Much is made in Outrageous Fortune about the disconnect between playwrights and artistic directors, as we've seen. And there's a plea within the book for authenticity in conversation, particularly around rejection. But there's less discussion of where this disconnect comes from, although the book hints around it from time to time. While playwrights are not blameless in this equation, it's worth saying that much of this disconnect originates with the reality that theaters (and particularly artistic directors) are not playing it straight.
I'll give one example. Playwrights think "expectations about audience reception and interest" are the chief obstacles to production of their plays. Artistic directors, on the other hand, rank this in the middle, and rank "expectation of response from critics" dead last. Instead, they say that "cast size or composition for an individual play," is the most likely reason.
First off, it's worth pausing to look at how slippery cast size or composition is. "Or composition". Think, for just one moment, about what that means, about all the issues with regard to diversity on our stages are encapsulated in "or composition". "Or Composition" means everything from how are we going to get an actor who is sixty years old and can juggle torches to there are too many people of color in this play.
Second... the question should be asked "why do playwrights think that audience reaction is why their plays aren't being done?" They didn't get that answer from nowhere. The reason why playwrights think theaters are worried that their audiences won't go for it is "our audience won't go for it" is basic rejection language boilerplate. (This has particular resonance, as you might imagine, to black playwrights trying to get a play done at a largely white theater. )

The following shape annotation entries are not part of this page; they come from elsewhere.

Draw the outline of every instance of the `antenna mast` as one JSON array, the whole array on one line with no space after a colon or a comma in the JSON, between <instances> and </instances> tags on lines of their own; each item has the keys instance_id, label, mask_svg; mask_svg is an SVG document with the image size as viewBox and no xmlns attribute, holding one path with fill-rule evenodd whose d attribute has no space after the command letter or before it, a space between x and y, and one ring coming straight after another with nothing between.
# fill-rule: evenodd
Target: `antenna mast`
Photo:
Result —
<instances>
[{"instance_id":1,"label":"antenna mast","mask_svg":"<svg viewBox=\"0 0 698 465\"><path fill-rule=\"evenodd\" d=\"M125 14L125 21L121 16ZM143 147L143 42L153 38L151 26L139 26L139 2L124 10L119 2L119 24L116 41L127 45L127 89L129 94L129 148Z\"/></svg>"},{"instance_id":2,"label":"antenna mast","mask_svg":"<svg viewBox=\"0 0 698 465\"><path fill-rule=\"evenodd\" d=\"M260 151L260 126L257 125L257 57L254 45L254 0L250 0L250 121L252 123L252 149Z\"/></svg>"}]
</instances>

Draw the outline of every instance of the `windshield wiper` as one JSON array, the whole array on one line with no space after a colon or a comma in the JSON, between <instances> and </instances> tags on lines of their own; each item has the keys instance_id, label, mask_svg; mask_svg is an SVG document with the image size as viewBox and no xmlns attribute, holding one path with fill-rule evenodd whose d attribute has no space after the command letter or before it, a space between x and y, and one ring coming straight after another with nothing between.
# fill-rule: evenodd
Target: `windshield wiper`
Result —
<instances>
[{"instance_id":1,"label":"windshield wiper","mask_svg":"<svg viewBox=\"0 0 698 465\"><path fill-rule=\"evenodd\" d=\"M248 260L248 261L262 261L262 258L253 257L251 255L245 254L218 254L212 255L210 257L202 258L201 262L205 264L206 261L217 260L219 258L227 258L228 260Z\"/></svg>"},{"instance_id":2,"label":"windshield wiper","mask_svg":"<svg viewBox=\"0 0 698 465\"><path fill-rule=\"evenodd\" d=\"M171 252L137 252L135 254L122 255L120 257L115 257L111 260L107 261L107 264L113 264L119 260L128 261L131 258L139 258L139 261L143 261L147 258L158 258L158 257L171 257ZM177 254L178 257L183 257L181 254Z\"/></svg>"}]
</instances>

So the question becomes... who aren't the ADs playing it straight with? Any social scientist will tell you that self-reporting is fraught with problems, so it could be that they aren't filling out the surveys in Outrageous Fortune accurately. This wouldn't necessarily be intentional, different context can radically change how people think and feel about various issues. And there are plenty of times in Outrageous Fortune where ADs self-reporting does not match up with reality (see the section on World Premieres (pgs 145-149). But it could also be that ADs and Lit Managers use "our audience won't go for it" when they don't really want to have a larger conversation about the play, because "our audience won't go for it" is, essentially, so subjective that the writer can have no response to it (unless-- cue Scott-- they are a locally-embedded writer).